Voilà donc le point capital qui a séparé pendant des siècles le Judaïsme et le Christianisme. Les Juifs n’ont épargné aucun effort à ce que l’on ne confonde pas ses plus grands dirigeants avec D.ieu ; Moïse a toujours été considéré comme un être humain, mortel, capable même de commettre un péché pour lequel il fut puni et empêché d’entrer dans la Terre promise. Son lieu de sépulture devait rester caché afin qu’il ne donne pas lieu à une adoration outre mesure. La grandeur de Moïse réside justement dans ses qualités humaines. Il représente le potentiel de l’homme. En lui, on voit ce que, en tant qu’êtres humains, nous sommes capables de devenir.

Les Chrétiens, au contraire, tiennent à ce que Jésus soit considéré non pas comme un homme mais comme un dieu ; sa forme humaine ne peut en aucun cas éclipser sa divinité. Jésus ne fut pas un homme qui s’est élevé mais un dieu descendu sur la terre. Des fragilités physiques et des faiblesses humaines ne peuvent sous aucun prétexte entrer dans la composition de son caractère.

Et c’est la brèche qu’a ouverte Brown en révélant, quoiqu’au moyen d’un récit ressemblant en apparence à une fiction, la réalité “humaine” du fondateur du Christianisme. Un Jésus marié et père de famille n’est, pour l’Eglise, rien moins qu’un dieu rétréci.
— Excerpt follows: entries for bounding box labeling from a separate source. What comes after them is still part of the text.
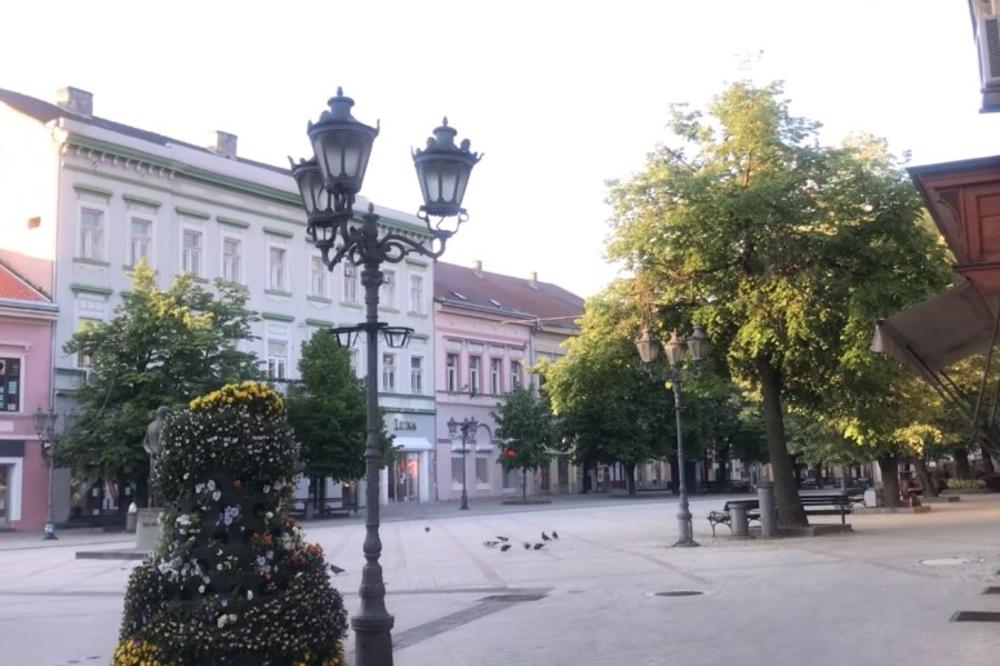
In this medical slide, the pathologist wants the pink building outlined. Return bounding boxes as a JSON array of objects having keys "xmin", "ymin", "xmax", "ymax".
[
  {"xmin": 0, "ymin": 265, "xmax": 58, "ymax": 530},
  {"xmin": 434, "ymin": 262, "xmax": 583, "ymax": 501}
]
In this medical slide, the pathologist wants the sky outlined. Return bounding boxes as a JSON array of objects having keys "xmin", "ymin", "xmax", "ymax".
[{"xmin": 0, "ymin": 0, "xmax": 1000, "ymax": 296}]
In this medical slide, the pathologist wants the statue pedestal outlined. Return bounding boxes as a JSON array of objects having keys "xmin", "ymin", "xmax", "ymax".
[{"xmin": 135, "ymin": 508, "xmax": 163, "ymax": 553}]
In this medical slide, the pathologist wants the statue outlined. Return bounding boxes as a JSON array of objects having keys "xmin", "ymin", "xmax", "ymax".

C’est pourquoi les Juifs ne doivent pas être bouleversés par le succès de Da Vinci Code. Après tout, ce triomphe est la cause de la question que se posent plus de quarante millions de personnes et à laquelle les Juifs ont depuis longtemps répondu : Jésus ne fut pas D.ieu ; ce fut un être humain.

Et peut-être viendra le jour où le monde reconnaîtra l’enseignement du Judaïsme, à savoir : ce n’est pas D.ieu qui s’est transformé en homme mais l’homme qui doit s’efforcer de ressembler du mieux qu’il peut à D.ieu.



A PROPOS DE L'AUTEUR
le Rabbin Benjamin BLECH
Le rabbin Benjamin Blech est professeur de Talmud à Yeshiva University (New-York) et il a été pendant 37 ans rabbin de la congrégation "Young Israel" à Oceanside. Il a publié de nombreux ouvrages, dont: "Comprendre le Judaïsme".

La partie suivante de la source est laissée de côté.